Clinical observations
Mortality
No deaths caused by effects of the test compound were observed.

Clinical signs
No clinical changes were seen at the two lowest dosages.
At the highest dose, episodes of salivation were observed just after treatment in some rats of both sexes starting from the third week of the study up to the end of the administration period.
No clinical changes were seen during the recovery period.

Body weight and food intake
No treatment-related changes were seen in either sex at any dose.

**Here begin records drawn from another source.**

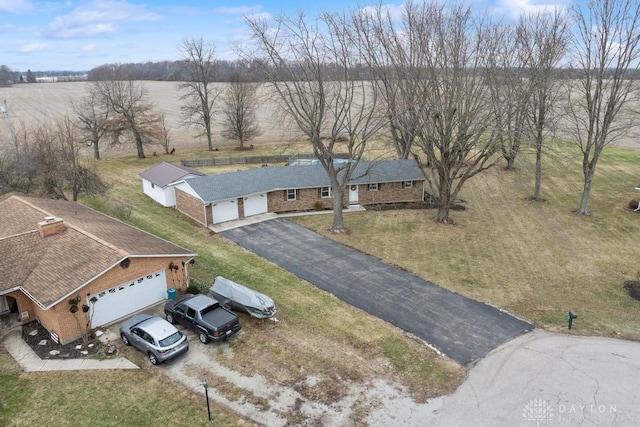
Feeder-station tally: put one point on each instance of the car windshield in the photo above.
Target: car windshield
(171, 339)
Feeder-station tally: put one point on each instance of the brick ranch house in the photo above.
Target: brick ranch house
(157, 181)
(57, 251)
(213, 199)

Ophthalmoscopic examination
No eye changes were observed.

Laboratory investigations

Haematology and blood chemistry
No changes of toxicological relevance were observed in either sex at any dose.
Only slight variations suggestive of tendencies were observed at the end of the
treatment period. They were:
- a decrease in the Leukocyte number in males of all treated groups and in females of the high dosage group, noted at haematology
- a decrease in glucose serum levels in both males and females receiving the high dose, seen at blood chemistry.
On discontinuation of treatment the Leukocyte number in recovered animals of both sexes was still found to be slightly reduced in comparison to the controls.

Urin analysis
Minor urinary modifications were seen at the end of the administrations period.
They included: a slight increase in the specific gravity of urine in treated males and a slight increase in frequency of Leukocytes (semiquantitative analysis and microscopic examination of the sediment) in individual males and females of the high dosed group. The latter change was still observed in some recovered males at the end of the withdrawal period.

Post -mortem examinations
Organ weight, Gross pathology and Histology
Slight increase in mean absolute and relative liver weights in males in females of the highest dosage group was seen at the end of treatment period. A slight trend to increase was also noted in rats of the intermediate dosage group.
These increases were consistent with generally slight hepatic centrilobular hypertrophy seen at histology in rats of the 1000 mg/kg/day group and in males treated with 100 mg/kg/day. In this sex hypertrophy was dosage-related in degree and degree.
Recovery was complete.
Centrilobular hypertrophy of the liver is regarded as a metabolic functional change, rather than a toxic change.

Conclusion

ANOX BF, when daily administered to Spragur Daewley rats by oral route for 4 weeks, was on the whole well tolerated up and including the highest dose administered because no signs of toxicity were observed.

The most important change, which proved reversible, was a slight hypertrophy of hepatocytes in rats treated with 1000 and 100 mg/kg/day, which was considered of adaptative origin. At 100 mg/kg/day, these signs were mostly limited to males. The NOAEL for 28 -day repeat administrations in rats was 1000 mg/kg/day.